Gleichzeitig konnte der Kassenvertreter die Frage nicht beantworten, wie denn der Service bei den Patientinen und Patienten ankomme. „Da muss ich passen, weil wir als GKV-Spitzenverband keinen direkten Kontakt zu den Versicherten haben.“
Dankbar nahm Abda-Präsidentin Gabriele Regina Overwiening den Ball auf: Während die Versicherten zufrieden seien, hätten diejenigen, die als Sprecher auftreten, große Sorge, dass in den Apotheken nicht verantwortungsbewusst mit dem Botendienst umgegangen werde. Das sei aber sehr wohl der Fall: „Die Menschen brauchen den Botendienst und er wird sehr gut angenommen.“
Gleichzeitig gingen die Apotheken sehr verantwortungsvoll damit um und rechneten ihn nicht in „überschwänglichem Maß“ ab – wie zuvor befürchtet. „Das wird sehr wohl dosiert genutzt unter der Prämisse: Wo braucht es jemand wirklich? Wir kennen die Menschen, wir wissen, ob die Tochter im Haus wohnt, und werden in solchen Fällen den Botendienst verantwortungsbewussterweise nicht so leicht anbieten.“
Den „kreativen Vorschlägen“ zur Zukunft der Arzneimittelversorgung erteilte sie eine klare Absage: „Ideen wie Abgabeautomaten bedeuten am Ende, dass man mit qualitativ schlechteren Angeboten den noch bestehenden Apotheken zusätzliche Konkurrenz gemacht wird.“ Die Apotheken übernehmen laut Overwiening viele Aufgaben, etwa die Herstellung von Rezepturen oder auch Desinfektionsmitteln in der Pandemie. „Es kann und muss ausschließlich darum gehen, bestehende Apotheken weiterzuentwickeln. Ich lade Sie ein mit uns gemeinsam darüber nachzudenken, wie wir das Junktim wegbekommen, dass es ohne Arzt auch keine Apotheke geben kann.“
Auch Daniela Hänel von der Freien Apothekerschaft wies darauf hin, dass Apotheken die Menschen in der Fläche versorgen, die nun einmal „nicht konzentriert an einem Fleck leben“. Oft seien Apotheken erste Ansprechpartner, entsprechend wichtig sei auch der Botendienst. Dass das Barmer Institut für Gesundheitssystemforschung moniert hatte, dass die älteren Patient:innen gar nicht in besonderem Maße vom Botendienst profitieren, ließ sie nicht gelten: Die über 80-Jährigen lebten oft schon im Heim oder würden durch einen Pflegedienst versorgt. Noch dazu seien viele Menschen im Lockdown weniger krank gewesen, was man auch an den Umsätzen sehe
Nikolaus Schmitt vom Barmer-Institut erklärte noch einmal, warum aus seiner Sicht von einer Zielverfehlung gesprochen wurde: Das sei dahingehend gemeint gewesen, dass nicht dezidiert unnötige Kontakte vulnerabler Gruppen durch den Botendienst eingespart worden seien. In den unterschiedlichen Altersgruppen habe man keinen Unterschied bei der Inanspruchnahme festgestellt.

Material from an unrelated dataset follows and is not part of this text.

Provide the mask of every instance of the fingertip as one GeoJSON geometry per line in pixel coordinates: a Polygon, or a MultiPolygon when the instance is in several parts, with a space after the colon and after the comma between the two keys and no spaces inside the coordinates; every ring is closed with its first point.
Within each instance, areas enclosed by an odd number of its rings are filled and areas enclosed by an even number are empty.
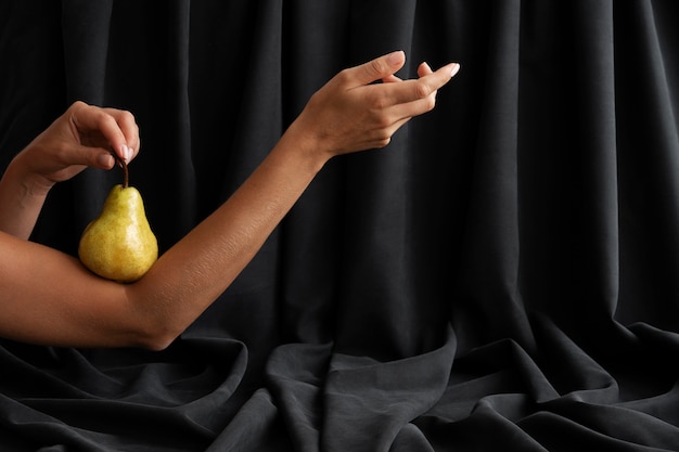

Und zweitens würden nicht zwangsläufig Apotheken auf dem Land gestärkt, was aber in der Natur der Sache liege: „Eine mengenbezogene Vergütung und ein strukturbezogenes Ziel gehen immer auseinander. Zur Zielgenauigkeit muss man bestimmen: Welches Ziel verfolgt man mit welcher Vergütung?“ Um gezielt Strukturen zu fördern, könne man nicht ein Instrument für alle aufsetzen.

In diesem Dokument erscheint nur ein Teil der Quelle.